His 15-year-old daughter, the subject of so many of his works, sits at her own easel in a corner, studiously drafting a still life from a classical drawing, the old-fashioned way. Some assistants work on enormous canvases, up to two-by-three meters, the contemporary way: following the sketches of the artist and painting “in his style.” Zhang always paints the details himself, especially the eyes. Other assistants unwrap five silk-screened sheets of highly polished steel that have arrived from the printing factory, laying them on easels for Zhang to inspect. He tilts his head, studying each work.
The scenes are of apartment interiors, empty except for isolated, outdated furniture, diaries and household appliances such as naked light bulbs, old television sets and portable heaters, reminiscent of the generation of the Cultural Revolution (1966–76). He will turn these empty interiors into enigmatic dramas: some are shadowy and surreal, with disembodied heads dreaming or staring into space as an old TV show drones in the background. Others are melancholic and moody, painted with dripping images and existential diary passages.
In the middle of an adjacent room, workers clamber on a scaffold, throwing clay on a giant light bulb three-and-a-half meters tall, prepping it for a casting in fiberglass, while others make plaster molds of vintage household appliances Zhang found at flea markets. By the time of his upcoming show these articles will be mounted on cement squares, almost as if displayed in an open coffin, after which they will be lined up in rows, like tombstones of fallen soldiers in a national cemetery. With these ruins, reexamined out of their dated context and laid to rest, Zhang creates a memorial to life and destruction during the Cultural Revolution.
After inspecting two other large rooms, in which sculptures and prints are produced, we sit near Zhang’s desk, with early works on the wall in front of us. These are from the late 1980s, a time of personal spiritual crisis, when he embraced Buddhism. When asked if the red and yellow colors used for different mystical figures in the paintings have political connotations, Zhang replies, “That is a common Western interpretation. These colors are cultural, not political. Red, for instance, is auspicious to the Chinese.” I ask him about his use of red and yellow in his “Tiananmen” paintings from 1993. Zhang answers, “Again, this is a Western interpretation.” For the artist, Tiananmen is merely a theme.

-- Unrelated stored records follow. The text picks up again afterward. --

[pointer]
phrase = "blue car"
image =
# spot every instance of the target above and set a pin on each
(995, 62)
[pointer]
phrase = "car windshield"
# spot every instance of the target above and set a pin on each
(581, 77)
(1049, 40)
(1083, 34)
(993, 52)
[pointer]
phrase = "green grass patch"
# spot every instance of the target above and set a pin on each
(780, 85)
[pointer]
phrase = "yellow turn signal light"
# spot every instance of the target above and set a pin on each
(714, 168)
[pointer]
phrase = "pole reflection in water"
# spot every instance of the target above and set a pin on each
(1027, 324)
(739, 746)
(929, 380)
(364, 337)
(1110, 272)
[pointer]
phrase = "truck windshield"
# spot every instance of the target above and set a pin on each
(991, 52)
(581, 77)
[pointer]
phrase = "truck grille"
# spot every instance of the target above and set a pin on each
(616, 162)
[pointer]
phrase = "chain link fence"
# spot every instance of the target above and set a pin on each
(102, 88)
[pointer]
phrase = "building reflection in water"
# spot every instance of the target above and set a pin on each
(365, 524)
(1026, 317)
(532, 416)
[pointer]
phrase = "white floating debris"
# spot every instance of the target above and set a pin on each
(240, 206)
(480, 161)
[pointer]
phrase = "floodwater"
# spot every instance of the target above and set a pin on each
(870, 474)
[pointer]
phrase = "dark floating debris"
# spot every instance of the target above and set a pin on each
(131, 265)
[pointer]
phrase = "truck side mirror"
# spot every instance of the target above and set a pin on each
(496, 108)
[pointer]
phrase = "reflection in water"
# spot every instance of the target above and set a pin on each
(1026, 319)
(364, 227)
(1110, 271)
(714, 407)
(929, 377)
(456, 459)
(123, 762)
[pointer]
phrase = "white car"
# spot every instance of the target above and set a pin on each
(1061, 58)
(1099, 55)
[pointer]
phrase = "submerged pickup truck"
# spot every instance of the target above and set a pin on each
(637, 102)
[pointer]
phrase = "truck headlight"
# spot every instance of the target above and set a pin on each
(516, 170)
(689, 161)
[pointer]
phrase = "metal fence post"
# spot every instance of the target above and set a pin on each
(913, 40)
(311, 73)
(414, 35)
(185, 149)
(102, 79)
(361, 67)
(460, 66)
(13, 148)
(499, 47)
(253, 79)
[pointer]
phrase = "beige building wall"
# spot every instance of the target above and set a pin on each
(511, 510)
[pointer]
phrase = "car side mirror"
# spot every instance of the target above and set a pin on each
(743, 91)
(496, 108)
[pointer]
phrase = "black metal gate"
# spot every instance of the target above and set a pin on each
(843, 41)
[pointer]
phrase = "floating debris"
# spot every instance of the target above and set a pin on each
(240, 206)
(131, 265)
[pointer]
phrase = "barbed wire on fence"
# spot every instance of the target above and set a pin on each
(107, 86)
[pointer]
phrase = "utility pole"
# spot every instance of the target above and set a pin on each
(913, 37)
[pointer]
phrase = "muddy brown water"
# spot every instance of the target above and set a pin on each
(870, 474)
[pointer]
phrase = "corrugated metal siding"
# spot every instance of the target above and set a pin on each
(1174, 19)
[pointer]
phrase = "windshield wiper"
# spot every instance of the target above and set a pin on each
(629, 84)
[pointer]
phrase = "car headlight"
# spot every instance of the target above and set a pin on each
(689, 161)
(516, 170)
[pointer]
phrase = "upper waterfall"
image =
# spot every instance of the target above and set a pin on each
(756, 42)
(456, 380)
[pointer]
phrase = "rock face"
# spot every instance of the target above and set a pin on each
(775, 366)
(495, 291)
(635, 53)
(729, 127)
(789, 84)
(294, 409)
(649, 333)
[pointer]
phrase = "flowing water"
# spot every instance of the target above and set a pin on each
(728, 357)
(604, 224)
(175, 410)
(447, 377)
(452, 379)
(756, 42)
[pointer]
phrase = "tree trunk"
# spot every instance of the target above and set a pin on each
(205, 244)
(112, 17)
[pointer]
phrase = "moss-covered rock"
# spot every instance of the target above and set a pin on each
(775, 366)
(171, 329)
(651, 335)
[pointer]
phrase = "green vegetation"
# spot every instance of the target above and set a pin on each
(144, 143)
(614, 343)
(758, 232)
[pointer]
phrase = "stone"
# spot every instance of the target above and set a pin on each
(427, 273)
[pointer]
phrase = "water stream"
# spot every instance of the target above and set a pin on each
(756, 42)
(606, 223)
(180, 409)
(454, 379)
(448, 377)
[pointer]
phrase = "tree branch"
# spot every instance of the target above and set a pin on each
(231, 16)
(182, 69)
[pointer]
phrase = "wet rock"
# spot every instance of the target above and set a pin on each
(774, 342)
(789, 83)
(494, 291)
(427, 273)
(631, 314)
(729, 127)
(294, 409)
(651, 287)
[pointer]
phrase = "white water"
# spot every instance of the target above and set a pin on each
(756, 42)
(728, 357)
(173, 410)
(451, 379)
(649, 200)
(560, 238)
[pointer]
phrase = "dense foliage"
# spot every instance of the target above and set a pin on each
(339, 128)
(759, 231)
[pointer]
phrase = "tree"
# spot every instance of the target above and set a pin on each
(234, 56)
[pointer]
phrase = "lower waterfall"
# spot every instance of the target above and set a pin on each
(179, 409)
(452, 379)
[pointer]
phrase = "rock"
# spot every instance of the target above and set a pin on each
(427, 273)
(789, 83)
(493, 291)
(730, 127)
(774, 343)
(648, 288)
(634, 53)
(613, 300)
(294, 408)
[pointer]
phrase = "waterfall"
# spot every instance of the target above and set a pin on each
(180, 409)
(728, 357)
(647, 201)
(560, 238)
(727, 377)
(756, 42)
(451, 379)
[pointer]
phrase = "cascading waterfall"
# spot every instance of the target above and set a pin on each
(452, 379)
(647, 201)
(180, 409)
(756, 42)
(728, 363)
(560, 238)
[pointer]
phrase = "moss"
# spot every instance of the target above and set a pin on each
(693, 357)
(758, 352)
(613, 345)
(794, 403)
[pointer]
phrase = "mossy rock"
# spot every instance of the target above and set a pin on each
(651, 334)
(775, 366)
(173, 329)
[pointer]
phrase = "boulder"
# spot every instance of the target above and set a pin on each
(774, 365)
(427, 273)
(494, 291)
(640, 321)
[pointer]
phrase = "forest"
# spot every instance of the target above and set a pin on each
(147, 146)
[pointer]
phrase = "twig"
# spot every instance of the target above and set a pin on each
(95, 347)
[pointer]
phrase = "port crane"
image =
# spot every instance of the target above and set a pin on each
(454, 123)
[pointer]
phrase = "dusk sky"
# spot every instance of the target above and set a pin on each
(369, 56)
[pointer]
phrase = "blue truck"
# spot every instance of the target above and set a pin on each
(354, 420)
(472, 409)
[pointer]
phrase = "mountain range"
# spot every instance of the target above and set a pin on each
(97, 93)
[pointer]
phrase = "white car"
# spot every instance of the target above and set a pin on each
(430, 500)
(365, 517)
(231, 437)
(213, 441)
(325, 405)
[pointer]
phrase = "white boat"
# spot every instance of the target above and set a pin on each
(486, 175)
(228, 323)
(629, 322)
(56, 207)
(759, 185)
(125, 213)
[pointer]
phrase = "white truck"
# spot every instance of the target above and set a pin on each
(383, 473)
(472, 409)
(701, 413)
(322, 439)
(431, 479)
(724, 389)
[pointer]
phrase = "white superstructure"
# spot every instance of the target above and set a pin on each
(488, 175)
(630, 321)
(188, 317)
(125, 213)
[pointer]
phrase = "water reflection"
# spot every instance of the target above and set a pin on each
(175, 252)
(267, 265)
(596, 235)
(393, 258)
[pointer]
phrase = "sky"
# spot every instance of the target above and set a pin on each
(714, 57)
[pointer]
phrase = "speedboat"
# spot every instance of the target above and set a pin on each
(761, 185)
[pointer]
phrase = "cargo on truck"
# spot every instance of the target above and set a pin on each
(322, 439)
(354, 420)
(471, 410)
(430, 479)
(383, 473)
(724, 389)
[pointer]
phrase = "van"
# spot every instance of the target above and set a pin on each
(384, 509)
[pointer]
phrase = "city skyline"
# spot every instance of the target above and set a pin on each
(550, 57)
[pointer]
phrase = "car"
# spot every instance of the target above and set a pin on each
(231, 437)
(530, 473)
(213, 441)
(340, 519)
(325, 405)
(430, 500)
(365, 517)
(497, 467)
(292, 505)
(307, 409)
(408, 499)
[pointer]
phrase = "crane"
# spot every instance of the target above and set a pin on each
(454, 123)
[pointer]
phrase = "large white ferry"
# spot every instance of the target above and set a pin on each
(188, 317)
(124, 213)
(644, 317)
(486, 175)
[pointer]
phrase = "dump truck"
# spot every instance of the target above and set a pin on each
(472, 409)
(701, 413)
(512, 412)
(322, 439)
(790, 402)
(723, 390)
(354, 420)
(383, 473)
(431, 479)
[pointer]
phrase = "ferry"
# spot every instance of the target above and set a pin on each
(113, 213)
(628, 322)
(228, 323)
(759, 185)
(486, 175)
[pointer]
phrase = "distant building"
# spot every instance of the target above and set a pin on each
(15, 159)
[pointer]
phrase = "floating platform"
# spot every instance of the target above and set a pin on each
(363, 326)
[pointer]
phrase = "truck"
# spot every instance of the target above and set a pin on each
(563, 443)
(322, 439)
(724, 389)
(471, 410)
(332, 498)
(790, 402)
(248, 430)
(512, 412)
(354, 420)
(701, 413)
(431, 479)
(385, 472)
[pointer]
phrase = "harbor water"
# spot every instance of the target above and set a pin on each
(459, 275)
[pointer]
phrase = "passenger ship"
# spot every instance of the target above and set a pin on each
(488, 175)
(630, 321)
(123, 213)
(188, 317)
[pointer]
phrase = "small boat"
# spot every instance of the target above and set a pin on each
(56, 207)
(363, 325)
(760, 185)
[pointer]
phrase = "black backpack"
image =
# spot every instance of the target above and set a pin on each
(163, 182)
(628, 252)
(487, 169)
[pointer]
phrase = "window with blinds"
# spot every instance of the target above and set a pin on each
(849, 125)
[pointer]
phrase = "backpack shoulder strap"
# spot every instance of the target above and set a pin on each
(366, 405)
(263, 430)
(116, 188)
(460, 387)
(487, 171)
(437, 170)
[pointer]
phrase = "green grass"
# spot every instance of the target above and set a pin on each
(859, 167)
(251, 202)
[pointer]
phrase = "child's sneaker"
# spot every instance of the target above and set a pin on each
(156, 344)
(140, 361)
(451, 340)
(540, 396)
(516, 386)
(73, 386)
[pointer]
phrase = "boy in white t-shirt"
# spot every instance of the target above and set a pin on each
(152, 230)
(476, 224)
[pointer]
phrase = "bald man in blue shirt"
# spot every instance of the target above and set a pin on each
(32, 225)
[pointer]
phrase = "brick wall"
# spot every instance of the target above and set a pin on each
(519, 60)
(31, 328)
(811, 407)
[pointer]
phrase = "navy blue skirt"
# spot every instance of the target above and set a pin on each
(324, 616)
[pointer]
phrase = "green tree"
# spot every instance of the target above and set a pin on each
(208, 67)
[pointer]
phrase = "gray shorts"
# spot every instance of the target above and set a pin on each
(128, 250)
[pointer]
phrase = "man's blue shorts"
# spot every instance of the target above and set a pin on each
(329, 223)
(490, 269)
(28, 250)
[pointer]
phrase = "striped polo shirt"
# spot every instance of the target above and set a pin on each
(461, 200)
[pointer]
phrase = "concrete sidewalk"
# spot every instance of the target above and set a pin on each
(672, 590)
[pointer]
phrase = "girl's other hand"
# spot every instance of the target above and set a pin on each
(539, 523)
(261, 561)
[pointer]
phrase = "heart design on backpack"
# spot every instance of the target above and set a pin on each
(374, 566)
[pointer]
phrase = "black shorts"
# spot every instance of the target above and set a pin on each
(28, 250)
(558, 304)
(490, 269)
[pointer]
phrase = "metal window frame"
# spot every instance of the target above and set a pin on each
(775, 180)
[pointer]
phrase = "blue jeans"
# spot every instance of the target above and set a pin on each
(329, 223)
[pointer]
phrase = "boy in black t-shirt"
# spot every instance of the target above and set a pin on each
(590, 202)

After the massacre, he concedes, his art did take a more political turn. For Chinese artists, 1989 was a wake-up call. Many, Zhang included, had previously been looking inward, producing introspective works. The “Tiananmen” paintings are void of people, he explains, so that viewers can populate them and participate in the art as spectators would in the normally crowded square.
Zhang explores empty spaces again in his latest works. In place of the huge public square, he invites the viewer into a private living space. Yet there is no relief there; the paintings are palpably haunted by emptiness and shadows from the past. Zhang leaves the viewers to fill the void and read the diaries, with their stories of confession, reflection and humankind’s place in the world, as they inhabit a lonely apartment through their own reflection.